Steinhoff’s new board is seeking more power as shareholders vote at its annual general meeting in Amsterdam Friday.
Shareholders will be deciding on the implementation of governance changes, including whether to allow the supervisory board the right to suspend managing directors at any time. The meeting starts at 1 pm local time.
Steinhoff’s recent agreement with creditors, which allows it to avoid paying principal and interest on about 9bn euros ($10bn) of debt until December 2021, was a vital step for bringing stability to the retailer. But those holding the shares have little left as the stock trades near all-time lows.
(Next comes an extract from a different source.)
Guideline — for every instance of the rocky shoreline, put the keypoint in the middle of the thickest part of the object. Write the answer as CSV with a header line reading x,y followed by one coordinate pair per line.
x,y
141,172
Steinhoff is asking shareholders to give more power to the boards, which both have several new faces on them. The argument is that these changes are needed to ensure the company has the agility to navigate the still tricky road ahead. They would also give managers the authority to implement mergers and demergers, without seeking shareholder approval.
Some analysts have questioned whether Steinhoff is heading to a systematic liquidation where all assets will be sold off over time, rather than a debt-for-equity swap when the restructured loans mature. At any rate, shareholders at Friday’s meeting are likely to want to know what steps are being taken to settle litigation against the company.
The stock, which has slumped 98% since the accounting scandal erupted, traded 6.1% higher at 8 euro cents at 9:48 am in Frankfurt.